The Kiss

The first kiss in cinema is often considered to be in the 1896 film with the incredibly creative title, The Kiss. In the silent picture, which only lasts for around 47 seconds, May Irwin and John Rice reenact a scene from the stage play The Widow Jones. Rice begins by sticking his face into Irwin’s cheek, their noses touching, their mouths moving, though the words are a secret to the audience. Eventually, Rice smiles, pulls back, gives his sizable mustache a Snidely Whiplash-like stroke, then puts his mouth on Irwin’s.

It’s barely a kiss, to be honest. A peck. He sticks his lips on her lips, starts moving his mouth. Not to kiss her, but to speak. Instead of being a passionate, meaningful moment, cinema’s first kiss is a man talking with his lips on a woman’s. Even so, people found it disgusting. Something they all did on their own, in the privacy of their own home, but to see it blown up on a screen was somehow vile. Somehow, it was different.

The day of the kiss, I went out, wanting to get away from the apartment, be alone. I was probably looking for something I shouldn’t have been, seeing as just staying at the apartment would have had a similarly isolating effect.

I’ve never been good at compartmentalization, even in my work. People always tell me to sit back and watch movies, enjoy them for what they are. They’re just entertainment, escapism, multimillion-dollar distractions. But for me, they’re not that at all. They’re work. Always work. I can’t help but dissect, critique, break away from the illusion, see beyond the borders of the screen. Every time I begin to get lost in a movie, I recognize a poorly executed trope, get snagged on clunky dialogue, get buried under shoveled exposition.

Anyway, what I’m trying to say is, I was happy for Cecilia, that’s what I’m trying to get at. I’m not a monster. I mean, I’m glad she got the part. It’s a great part that she’s perfect for. I should know, I wrote it for her. I used phrases she uses all the time in the dialogue, painted her quirks right onto the page. I even pushed for her to get cast, which she insists made all the difference even though a suggestion from the screenwriter is like the waterboy telling the football coach what plays to call. For the most part, you’re just supposed to shut up and shoot water into the players’ mouths so they can promptly spit it back at you.
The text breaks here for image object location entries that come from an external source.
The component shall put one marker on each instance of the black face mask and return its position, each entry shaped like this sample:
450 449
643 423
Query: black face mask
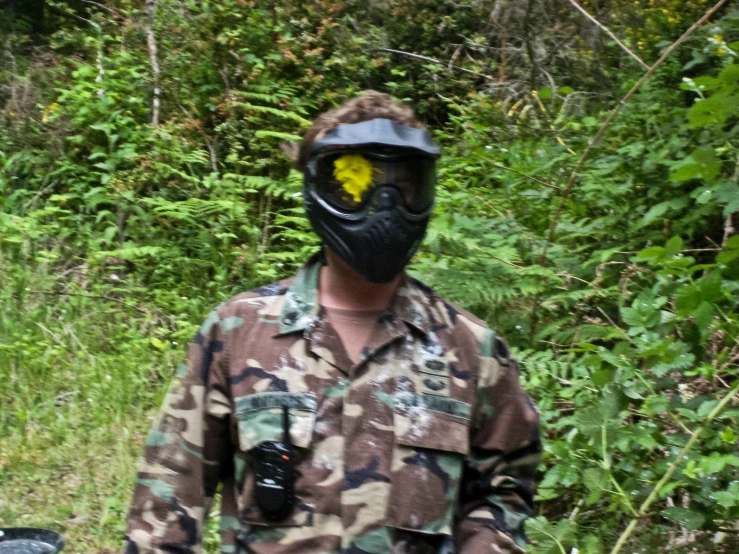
369 190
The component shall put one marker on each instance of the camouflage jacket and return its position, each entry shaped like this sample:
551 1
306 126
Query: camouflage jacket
428 437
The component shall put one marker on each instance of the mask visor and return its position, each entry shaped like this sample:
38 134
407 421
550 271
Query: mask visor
346 180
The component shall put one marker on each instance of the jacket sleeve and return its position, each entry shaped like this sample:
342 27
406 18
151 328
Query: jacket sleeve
185 454
505 448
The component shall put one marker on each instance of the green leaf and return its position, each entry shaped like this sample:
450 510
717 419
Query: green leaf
602 377
673 247
703 315
158 344
651 252
690 518
728 435
730 497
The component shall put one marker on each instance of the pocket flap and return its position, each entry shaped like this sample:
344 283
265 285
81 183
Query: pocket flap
260 418
434 422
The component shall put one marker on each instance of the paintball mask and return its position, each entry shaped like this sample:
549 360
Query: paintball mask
369 190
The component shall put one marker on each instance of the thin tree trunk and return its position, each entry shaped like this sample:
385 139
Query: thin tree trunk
152 42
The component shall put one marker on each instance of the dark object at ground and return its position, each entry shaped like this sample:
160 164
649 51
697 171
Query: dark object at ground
28 540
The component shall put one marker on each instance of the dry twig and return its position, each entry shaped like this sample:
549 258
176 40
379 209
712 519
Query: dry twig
602 131
609 33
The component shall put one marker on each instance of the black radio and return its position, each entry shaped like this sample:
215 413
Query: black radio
274 475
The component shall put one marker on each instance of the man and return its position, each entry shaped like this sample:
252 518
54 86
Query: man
349 408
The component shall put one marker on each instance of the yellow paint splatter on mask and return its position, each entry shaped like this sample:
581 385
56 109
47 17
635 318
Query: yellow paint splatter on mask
354 173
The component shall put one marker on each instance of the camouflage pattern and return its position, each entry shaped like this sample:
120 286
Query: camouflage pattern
428 444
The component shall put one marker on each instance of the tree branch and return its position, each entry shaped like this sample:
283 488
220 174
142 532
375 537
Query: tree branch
432 60
609 33
152 43
599 135
673 466
555 187
98 296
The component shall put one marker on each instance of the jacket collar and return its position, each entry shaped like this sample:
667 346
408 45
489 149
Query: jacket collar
300 311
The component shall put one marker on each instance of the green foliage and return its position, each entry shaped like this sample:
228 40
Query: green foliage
117 236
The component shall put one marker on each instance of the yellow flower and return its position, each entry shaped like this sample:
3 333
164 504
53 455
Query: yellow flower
48 110
355 175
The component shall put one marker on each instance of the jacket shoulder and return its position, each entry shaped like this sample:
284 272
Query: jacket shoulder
458 319
257 299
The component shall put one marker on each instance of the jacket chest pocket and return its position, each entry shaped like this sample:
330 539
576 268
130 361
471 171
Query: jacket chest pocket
260 420
431 442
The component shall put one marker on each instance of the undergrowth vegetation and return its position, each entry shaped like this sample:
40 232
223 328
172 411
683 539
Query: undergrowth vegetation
144 178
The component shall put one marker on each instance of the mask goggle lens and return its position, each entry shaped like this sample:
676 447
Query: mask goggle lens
346 180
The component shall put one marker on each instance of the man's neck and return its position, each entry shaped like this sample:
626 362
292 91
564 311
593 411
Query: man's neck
341 287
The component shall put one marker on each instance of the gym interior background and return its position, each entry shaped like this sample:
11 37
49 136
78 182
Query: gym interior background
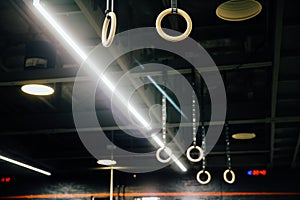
258 59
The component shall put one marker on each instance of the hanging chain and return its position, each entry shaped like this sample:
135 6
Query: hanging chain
227 147
203 147
164 119
109 6
194 120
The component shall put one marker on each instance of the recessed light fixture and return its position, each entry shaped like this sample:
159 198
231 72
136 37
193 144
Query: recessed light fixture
107 162
238 10
243 136
37 89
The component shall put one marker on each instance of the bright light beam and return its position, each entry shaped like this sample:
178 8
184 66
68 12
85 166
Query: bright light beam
25 165
83 56
166 95
66 37
162 91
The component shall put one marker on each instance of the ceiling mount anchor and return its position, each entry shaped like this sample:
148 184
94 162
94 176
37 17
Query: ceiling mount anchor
110 18
173 10
228 170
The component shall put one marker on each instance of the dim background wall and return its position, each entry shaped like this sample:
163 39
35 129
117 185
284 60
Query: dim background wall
277 184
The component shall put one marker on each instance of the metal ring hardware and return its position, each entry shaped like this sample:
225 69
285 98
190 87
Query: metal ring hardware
232 176
168 151
207 174
188 154
173 38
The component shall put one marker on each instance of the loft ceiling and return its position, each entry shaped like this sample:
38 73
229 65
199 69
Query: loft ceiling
259 61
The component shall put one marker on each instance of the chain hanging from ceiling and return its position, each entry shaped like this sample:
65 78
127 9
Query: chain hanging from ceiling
164 134
194 131
208 176
228 159
110 18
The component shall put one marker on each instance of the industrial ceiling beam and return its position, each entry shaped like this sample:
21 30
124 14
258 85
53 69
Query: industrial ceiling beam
276 64
295 119
65 75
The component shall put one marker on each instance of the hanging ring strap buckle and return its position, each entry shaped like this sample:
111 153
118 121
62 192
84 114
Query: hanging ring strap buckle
188 154
205 181
226 178
174 6
110 18
167 150
173 10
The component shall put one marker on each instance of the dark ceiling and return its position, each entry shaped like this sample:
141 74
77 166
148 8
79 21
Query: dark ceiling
259 60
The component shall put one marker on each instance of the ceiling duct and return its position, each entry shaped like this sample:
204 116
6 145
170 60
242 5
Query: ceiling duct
238 10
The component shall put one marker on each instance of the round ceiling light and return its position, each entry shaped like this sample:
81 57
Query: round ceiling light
37 89
238 10
243 136
107 162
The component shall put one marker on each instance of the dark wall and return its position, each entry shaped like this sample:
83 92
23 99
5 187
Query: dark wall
280 184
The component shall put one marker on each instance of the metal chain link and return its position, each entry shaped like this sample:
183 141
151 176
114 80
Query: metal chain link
111 8
164 118
194 120
227 140
203 147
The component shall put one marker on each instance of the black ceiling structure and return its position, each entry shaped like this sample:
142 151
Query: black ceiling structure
258 60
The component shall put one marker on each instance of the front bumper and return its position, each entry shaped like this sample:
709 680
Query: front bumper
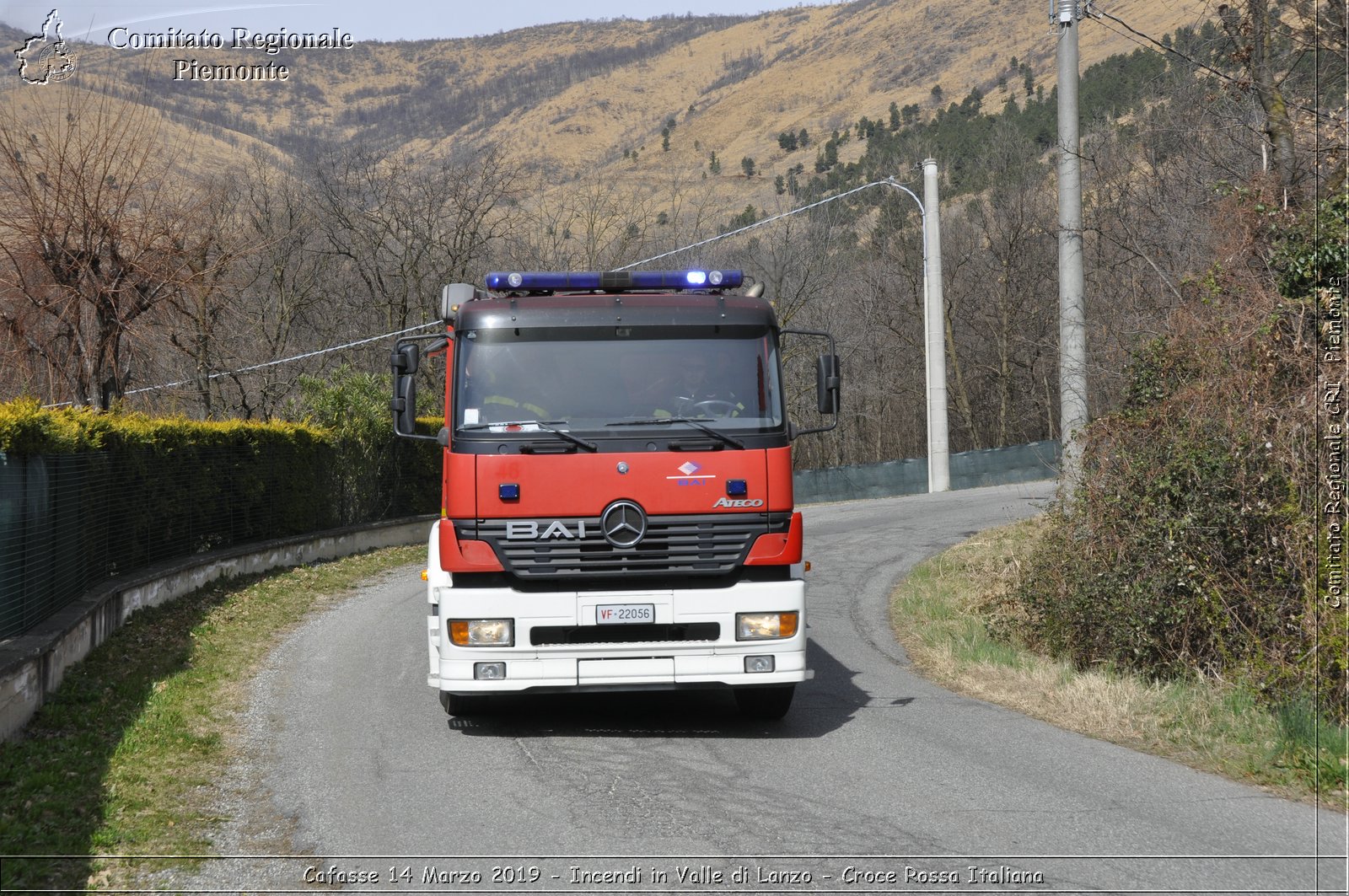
712 662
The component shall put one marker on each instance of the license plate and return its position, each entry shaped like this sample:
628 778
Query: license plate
625 613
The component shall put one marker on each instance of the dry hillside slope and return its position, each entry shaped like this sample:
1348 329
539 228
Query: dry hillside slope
580 99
Now, with the kiss, I guess I really didn’t think it through. People kiss in movies all the time, even Cecilia’s done kissing scenes in movies. Of course she has, what woman can get through a career without being the love interest for the handsome male protagonist in 80% of her roles? But she hadn’t done any kissing scenes since we’ve been married. In fact, she’d barely done any acting, her career in a bit of a slump, now that she was approaching her mid-30’s. I know, not that old, but we’re talking Hollywood Years here. They’re like cat years. A 30-year-old woman might as well be 70, a 5-year marriage is the equivalent of 100-year-old high school sweethearts who hold hands at the park and go to the same grocery store every day together to only buy one thing.

But then I wrote that fucking script. I shouldn’t say that, again, it’s a good thing. It’s going indie, but the award potential will be worth the pay cut. Cecilia is already getting Oscar buzz, which is insane, they’re still shooting the damn thing. But the appeal of former kid star, turned failed adult actress, poising for a comeback with a meaty supporting role in a hot-button topic film written by her husband? Entertainment Weekly even contacted us last week looking for an interview. Not a cover or anything, just a sidebar in their “Hollywood Power Couples” feature. Still, some buzz.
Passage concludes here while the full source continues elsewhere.